Quince minutos más tarde, estaba sentada en el sofá de María con su  amiga Gracia a su derecha observándola con repugnancia:
-Ayer me quedé jugando a la Play hasta tarde, así que espero que sea importante
-Lo es-resopló Elena

María llegó con un plato de tortitas y tres tazas de chocolate. Lo suficiente para arreglar todo tipo de problemas. Se sentó al lado de Elena y le masajeó el brazo para tranquilizarla. A Elena le iba a dar algo.
-Es mi hermana, chicas
-¿Tu yo pija e insoportable?-preguntó Gracia
-Si, mi yo pija e insoportable ha hecho la típica locura que hacen las pijas e insoportables y no sé qué hacer-gritó dándole un golpe a la mesa, soltando todo lo que llevaba guardando

María fulminó a Gracia con la mirada e intentó tranquilizar a Elena.
-¿A qué te refieres?
-Ha empezado a salir con Sergio

Gracia y María abrieron los ojos como platos.
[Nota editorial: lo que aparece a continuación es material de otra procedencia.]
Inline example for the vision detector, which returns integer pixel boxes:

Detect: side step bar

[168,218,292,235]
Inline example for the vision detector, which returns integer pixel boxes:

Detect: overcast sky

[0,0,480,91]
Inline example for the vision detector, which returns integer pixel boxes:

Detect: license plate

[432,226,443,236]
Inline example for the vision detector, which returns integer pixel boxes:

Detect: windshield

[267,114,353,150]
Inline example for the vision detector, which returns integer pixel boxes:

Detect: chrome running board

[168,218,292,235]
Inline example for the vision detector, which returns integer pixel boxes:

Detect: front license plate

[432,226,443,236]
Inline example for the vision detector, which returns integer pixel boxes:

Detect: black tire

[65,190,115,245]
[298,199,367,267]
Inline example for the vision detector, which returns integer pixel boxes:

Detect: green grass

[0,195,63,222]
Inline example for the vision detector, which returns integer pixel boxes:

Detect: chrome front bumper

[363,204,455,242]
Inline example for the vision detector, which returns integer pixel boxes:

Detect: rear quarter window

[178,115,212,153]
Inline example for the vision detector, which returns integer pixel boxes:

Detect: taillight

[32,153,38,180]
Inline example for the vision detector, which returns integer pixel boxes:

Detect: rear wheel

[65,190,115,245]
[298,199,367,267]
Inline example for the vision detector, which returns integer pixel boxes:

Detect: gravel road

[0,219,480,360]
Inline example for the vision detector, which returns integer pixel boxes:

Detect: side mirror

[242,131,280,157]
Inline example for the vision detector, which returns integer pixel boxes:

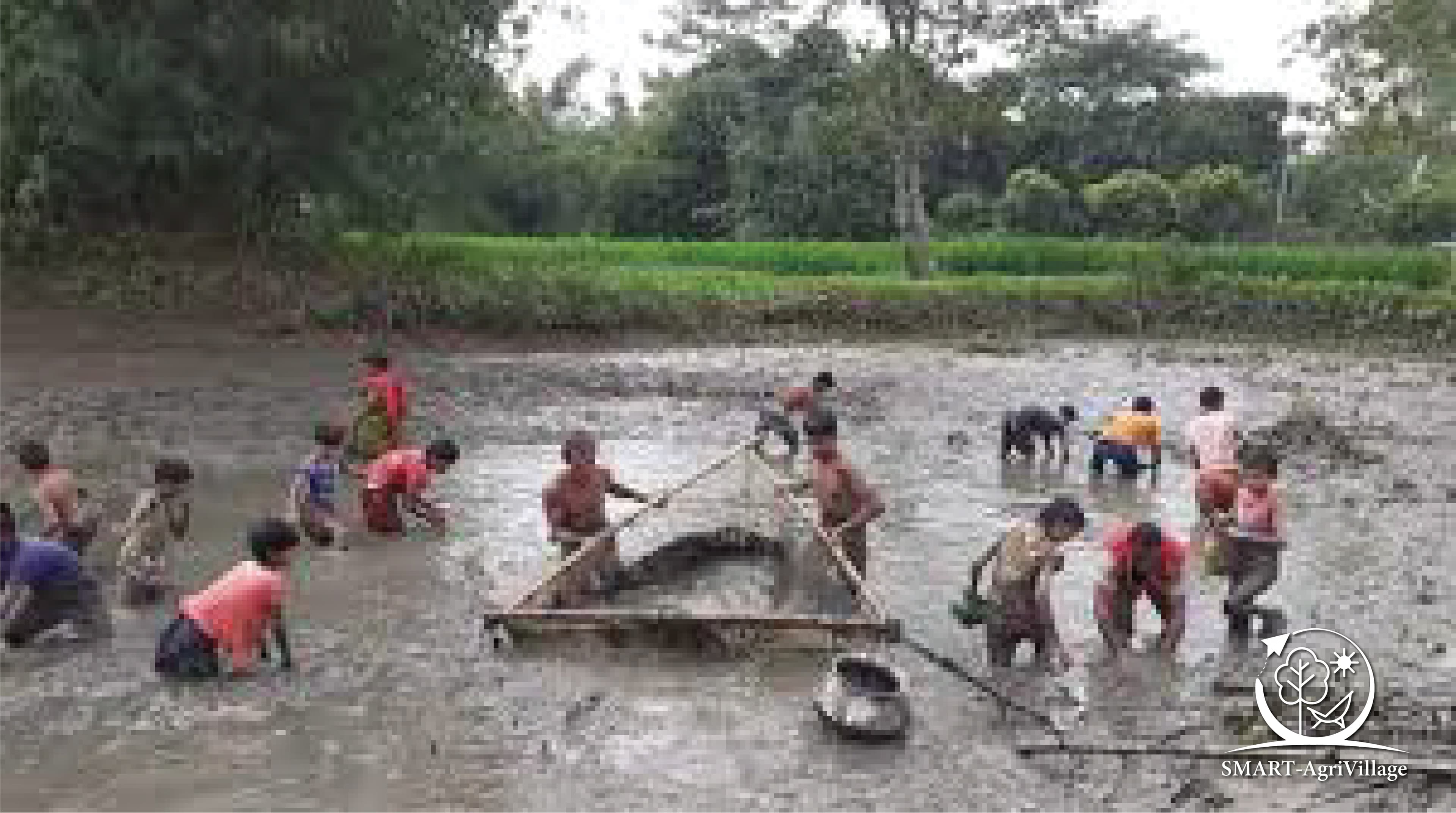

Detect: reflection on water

[0,328,1456,810]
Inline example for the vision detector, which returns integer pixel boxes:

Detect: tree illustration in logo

[1274,647,1329,735]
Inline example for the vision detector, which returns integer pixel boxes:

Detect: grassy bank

[5,235,1456,354]
[344,233,1451,289]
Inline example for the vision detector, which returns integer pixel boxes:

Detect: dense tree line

[0,0,1456,250]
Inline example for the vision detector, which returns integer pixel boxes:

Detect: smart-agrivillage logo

[1223,628,1406,781]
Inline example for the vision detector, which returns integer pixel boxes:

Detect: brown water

[0,318,1456,810]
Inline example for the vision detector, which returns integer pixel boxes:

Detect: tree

[1178,165,1267,239]
[661,0,1095,277]
[1305,0,1456,154]
[0,0,507,235]
[1083,169,1178,239]
[1000,168,1073,235]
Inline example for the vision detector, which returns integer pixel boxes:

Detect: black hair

[804,410,839,440]
[248,517,301,565]
[425,440,460,466]
[313,424,348,449]
[1037,497,1087,530]
[14,440,51,472]
[151,457,192,485]
[1198,386,1223,411]
[1243,446,1279,476]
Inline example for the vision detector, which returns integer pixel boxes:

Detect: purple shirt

Se quedaron pálidas ante lo que Elena acababa de contarles. Vivían en un pueblo pequeño, por lo tanto se sabía todo de todos, incluido sus cosas malas.
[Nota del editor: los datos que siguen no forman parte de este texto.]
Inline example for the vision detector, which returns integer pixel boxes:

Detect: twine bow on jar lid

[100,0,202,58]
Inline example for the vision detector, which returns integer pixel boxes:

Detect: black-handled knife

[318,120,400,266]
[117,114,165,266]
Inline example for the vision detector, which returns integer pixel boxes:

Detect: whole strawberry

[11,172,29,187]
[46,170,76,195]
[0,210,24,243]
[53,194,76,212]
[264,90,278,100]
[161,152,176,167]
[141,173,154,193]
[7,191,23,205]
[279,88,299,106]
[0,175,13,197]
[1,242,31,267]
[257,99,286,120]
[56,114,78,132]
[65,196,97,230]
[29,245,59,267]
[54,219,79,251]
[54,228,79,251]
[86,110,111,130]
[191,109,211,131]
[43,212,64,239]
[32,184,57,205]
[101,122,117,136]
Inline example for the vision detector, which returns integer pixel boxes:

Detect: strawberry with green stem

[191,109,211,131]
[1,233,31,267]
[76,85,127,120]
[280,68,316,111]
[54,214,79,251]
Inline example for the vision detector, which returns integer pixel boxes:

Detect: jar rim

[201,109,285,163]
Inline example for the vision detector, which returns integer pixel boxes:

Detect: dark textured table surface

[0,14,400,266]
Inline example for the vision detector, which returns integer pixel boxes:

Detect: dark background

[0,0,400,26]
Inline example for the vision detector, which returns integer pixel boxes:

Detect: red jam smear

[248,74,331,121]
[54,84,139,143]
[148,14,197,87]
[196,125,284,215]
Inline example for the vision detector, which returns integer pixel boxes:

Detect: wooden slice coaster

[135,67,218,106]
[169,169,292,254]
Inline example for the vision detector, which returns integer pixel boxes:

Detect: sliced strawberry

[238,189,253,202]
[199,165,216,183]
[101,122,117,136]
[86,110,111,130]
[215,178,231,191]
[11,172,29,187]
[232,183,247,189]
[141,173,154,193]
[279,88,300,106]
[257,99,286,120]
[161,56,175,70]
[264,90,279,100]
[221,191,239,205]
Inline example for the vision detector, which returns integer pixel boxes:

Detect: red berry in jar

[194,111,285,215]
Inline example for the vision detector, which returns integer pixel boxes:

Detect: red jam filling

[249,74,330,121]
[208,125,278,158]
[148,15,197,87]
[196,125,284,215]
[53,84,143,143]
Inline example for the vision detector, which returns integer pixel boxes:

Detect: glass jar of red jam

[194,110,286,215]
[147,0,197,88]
-Mira, si le pasa algo a tu hermana, va a ser por selección natural-soltó Gracia mientras le daba un sorbo al chocolate
-Lo sé-Elena se acurrucó en el sofá-pero es que, mira, os voy a contar como pasó. Estaba yo tranquilamente viendo el anime otome que me recomendaste ayer, María. Pues bien, en el momento más hentai va y me empieza a balancear con una cara de felicidad que lo flipas. Entonces, va y me suelta que se le ha declarado Sergio y que le ha regalado una flor y un peluche. Claro, pues yo no le iba a soltar: "Ah, ese que, estando con tres a la vez, se tiró a una sin condón y tuvo que abortar"
-Pues tenías que haberlo hecho-saltó Gracia. Elena se agarró la cabeza, evitando así estallar.
-A ver, Elena-María intentó tranquilizarlas-lo que te pasa es que te preocupa que le haga daño, ¿no?
-Sí, joder, es mi gemela
-Pero es subnormal-soltó Gracia-si ella se quiere meter en ese fregado, pues que se meta, porque por mucho que le digas va a seguir comportándose como la popular estúpida que es

Elena suspiró. Sabía que su amiga Gracia podía resultar borde, pero era sincera y esa vez, tenía razón. Elena no podría hacer nada para sacarla de aquella relación, por mucho que la preocupación le quitara el sueño.
-¿María? Estás de acuerdo con ella, ¿verdad?
-Sí, lo siento, Elena

-Bueno-la gemela preocupada suspiró al no encontrar solución a sus problemas- comamos hasta explotar y veamos todos los animes existentes. Quiero olvidarme de la nueva relación de mi hermana unas horas.